After you die, your Steam games will be stuck in legal limbo
It turns out that digital rights management and its consequences extend even beyond your passing when it comes to Steam. Valve has made it clear that no, you cannot will your Steam account or games to someone else when you die.
The issue of digital game inheritability gained renewed attention this week as a ResetEra poster quoted a Steam support response asking about transferring Steam account ownership via a last will and testament. Unfortunately, Steam accounts and games are non-transferable" the response reads. Steam Support can't provide someone else with access to the account or merge its contents with another account. I regret to inform you that your Steam account cannot be transferred via a will."

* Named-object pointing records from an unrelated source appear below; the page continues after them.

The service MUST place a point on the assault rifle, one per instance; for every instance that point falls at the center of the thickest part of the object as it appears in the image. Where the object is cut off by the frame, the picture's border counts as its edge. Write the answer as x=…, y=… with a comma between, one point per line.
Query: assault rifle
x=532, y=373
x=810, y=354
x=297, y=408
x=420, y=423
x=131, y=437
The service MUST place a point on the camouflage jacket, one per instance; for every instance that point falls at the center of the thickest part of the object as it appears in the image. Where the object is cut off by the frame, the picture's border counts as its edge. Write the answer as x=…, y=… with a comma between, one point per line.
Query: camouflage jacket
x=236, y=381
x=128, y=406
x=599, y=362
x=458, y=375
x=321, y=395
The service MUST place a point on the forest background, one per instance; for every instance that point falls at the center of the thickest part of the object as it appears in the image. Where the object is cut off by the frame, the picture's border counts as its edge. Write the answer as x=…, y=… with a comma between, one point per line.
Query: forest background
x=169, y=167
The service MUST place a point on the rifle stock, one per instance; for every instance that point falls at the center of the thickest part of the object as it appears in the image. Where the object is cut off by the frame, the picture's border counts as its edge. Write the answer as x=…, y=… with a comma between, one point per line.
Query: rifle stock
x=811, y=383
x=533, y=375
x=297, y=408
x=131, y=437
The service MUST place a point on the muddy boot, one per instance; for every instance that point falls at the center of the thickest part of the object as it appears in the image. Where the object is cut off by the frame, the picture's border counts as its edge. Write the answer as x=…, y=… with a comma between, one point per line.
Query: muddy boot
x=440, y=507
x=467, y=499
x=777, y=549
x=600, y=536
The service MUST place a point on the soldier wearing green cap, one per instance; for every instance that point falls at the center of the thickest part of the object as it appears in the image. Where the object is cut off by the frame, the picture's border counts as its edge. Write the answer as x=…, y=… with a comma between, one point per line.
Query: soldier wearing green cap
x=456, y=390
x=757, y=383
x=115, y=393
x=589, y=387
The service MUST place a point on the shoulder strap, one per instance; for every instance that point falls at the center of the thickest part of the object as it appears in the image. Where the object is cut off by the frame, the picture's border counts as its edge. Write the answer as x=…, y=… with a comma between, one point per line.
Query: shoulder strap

Kyle Orland at Ars Technica
My wife and I make sure we know each other's passwords and login credentials to the most important accounts and services in our lives, since an accident can happen at any time, and we'd like to be somewhat prepared - as much as you can be, under the circumstances - for if something happens. I never even considered merging Steam accounts, but at least granting access to the person named in your will or your legal heir seems like something a service like Steam should be legally obliged to do.
I don't think Steam's position here - which is probably par for the course - is tenable in the long-term. Over the coming years and decades, we're going to see more and more people who grew up almost entirely online pass away, leaving behind various accounts, digital purchases, and related matters, and loved ones and heirs will want access to those. At some point over the coming decades, there's going to be a few high-profile cases in the media about something like this, and it's going to spur lawmakers into drafting up legislation to make account and digital goods transfers to heirs and loved ones not a courtesy, but a requirement.
In the meantime, if you have a designated heir, like your children, a spouse, or whatever, make sure they can somehow gain access to your accounts and digital goods, by writing stuff down on paper and putting it somewhere safe or something similar. Again - you never know when you might... Expire.